Lisa D. collection automne-hiver 2007/2008
BERLIN, 28 sept 2007 (AFP) - Une tenue, un message. Avec sa marque Global Concern, la créatrice de mode autrichienne Elisabeth Prantner, alias Lisa D., invite à corps perdu à réfléchir aux contradictions de la mondialisation.

Sa formation de sociologue déteint sur ses créations. Famine, travail des enfants, guerres ou répression des minorités : à travers tous ces thèmes de critique sociale, Lisa D. veut "attirer l'attention sur la façon dont nous vivons et faire prendre conscience de toutes nos contradictions".

L'entière confection de Lisa D. est réalisée de A à Z dans son atelier situé en plein coeur de Berlin, à deux pas de sa boutique de prêt-à-porter. Penchées sur leurs machines, trois couturières à temps plein et leurs assistantes, manipulent le tissu importé à 90% d'Italie.

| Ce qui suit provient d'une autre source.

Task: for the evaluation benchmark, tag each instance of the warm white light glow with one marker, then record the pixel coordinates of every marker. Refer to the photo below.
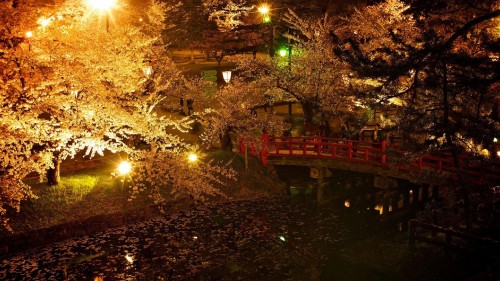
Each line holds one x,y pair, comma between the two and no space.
43,21
130,259
101,5
192,157
147,71
264,9
227,76
124,168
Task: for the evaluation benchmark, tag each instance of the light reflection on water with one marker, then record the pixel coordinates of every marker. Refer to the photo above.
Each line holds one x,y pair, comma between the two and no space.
289,238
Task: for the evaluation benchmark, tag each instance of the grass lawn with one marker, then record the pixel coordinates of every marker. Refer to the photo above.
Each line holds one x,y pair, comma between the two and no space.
94,191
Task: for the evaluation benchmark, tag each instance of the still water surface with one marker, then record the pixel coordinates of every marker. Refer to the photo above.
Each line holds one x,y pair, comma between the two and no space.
286,238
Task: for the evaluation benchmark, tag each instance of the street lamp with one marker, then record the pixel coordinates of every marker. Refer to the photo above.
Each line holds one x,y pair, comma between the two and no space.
29,34
192,157
102,6
266,18
227,76
124,168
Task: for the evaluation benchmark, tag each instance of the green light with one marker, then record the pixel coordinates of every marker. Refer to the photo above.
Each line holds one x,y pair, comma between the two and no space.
283,52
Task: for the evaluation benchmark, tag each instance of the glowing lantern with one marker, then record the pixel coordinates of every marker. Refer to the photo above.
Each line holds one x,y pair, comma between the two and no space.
124,168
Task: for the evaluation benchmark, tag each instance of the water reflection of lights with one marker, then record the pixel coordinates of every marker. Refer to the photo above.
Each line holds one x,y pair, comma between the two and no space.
130,259
347,203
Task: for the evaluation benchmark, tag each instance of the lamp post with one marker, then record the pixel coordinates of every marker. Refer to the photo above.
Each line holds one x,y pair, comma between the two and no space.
227,76
29,34
103,6
266,19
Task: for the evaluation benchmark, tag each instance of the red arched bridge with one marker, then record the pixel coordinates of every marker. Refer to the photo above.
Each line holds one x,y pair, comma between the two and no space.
362,156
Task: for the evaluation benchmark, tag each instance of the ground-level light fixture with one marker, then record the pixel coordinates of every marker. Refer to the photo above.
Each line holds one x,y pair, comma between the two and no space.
192,157
101,5
227,76
147,71
129,258
283,52
264,10
124,168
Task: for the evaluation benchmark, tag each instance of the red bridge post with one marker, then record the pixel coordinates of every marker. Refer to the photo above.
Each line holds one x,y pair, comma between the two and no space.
383,147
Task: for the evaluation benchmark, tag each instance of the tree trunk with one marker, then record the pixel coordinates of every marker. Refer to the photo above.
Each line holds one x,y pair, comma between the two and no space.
462,185
53,174
192,55
308,109
225,141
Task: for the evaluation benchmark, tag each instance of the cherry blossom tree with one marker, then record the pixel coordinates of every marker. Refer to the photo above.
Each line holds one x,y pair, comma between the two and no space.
231,116
309,73
439,62
73,85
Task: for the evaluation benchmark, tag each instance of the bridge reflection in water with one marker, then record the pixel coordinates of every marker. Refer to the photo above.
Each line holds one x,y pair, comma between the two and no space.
386,162
356,191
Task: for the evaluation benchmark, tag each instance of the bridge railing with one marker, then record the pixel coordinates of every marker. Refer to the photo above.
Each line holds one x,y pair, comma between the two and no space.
380,154
329,148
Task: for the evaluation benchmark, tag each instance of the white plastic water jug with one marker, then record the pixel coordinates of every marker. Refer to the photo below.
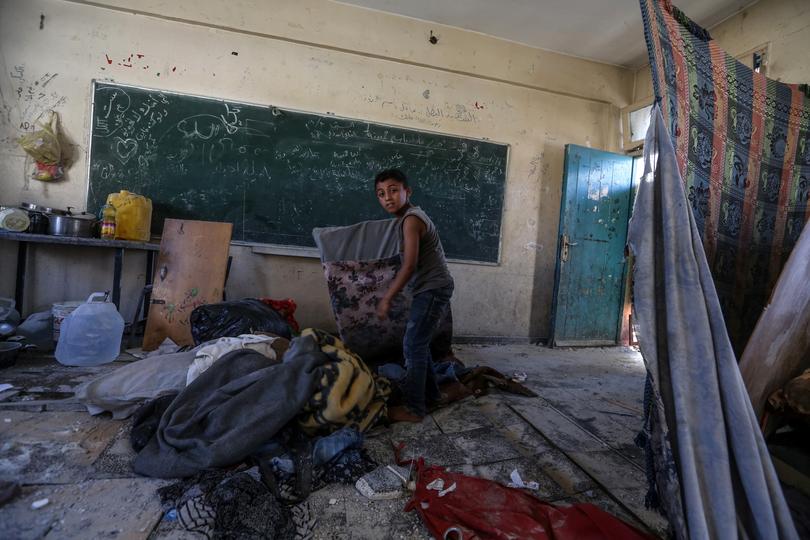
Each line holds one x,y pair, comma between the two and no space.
91,334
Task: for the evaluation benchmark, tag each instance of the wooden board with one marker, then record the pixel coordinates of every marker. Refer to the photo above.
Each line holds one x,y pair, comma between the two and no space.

A 50 ans, Elisabeth Prantner, taille mannequin (1m80) et tempérament à l'emporte-pièces, aime les expérimentations. Les recettes de sa boutique lui donnent le luxe de réaliser ses projets engagés et à dimension artistique.

Comme "Global Concern" lancée en 2003. De son bureau attenant à son atelier et où elle entrepose ses pièces uniques, la grande dame aux cheveux roux et aux yeux pétillants de malice montre fièrement une robe bustier ornée de dessins d'enfant représentant des petits qui pleurent les larmes de leur dure labeur. Trop provocante, "une robe comme celle-là ne passera jamais à Hollywood", défie Lisa D.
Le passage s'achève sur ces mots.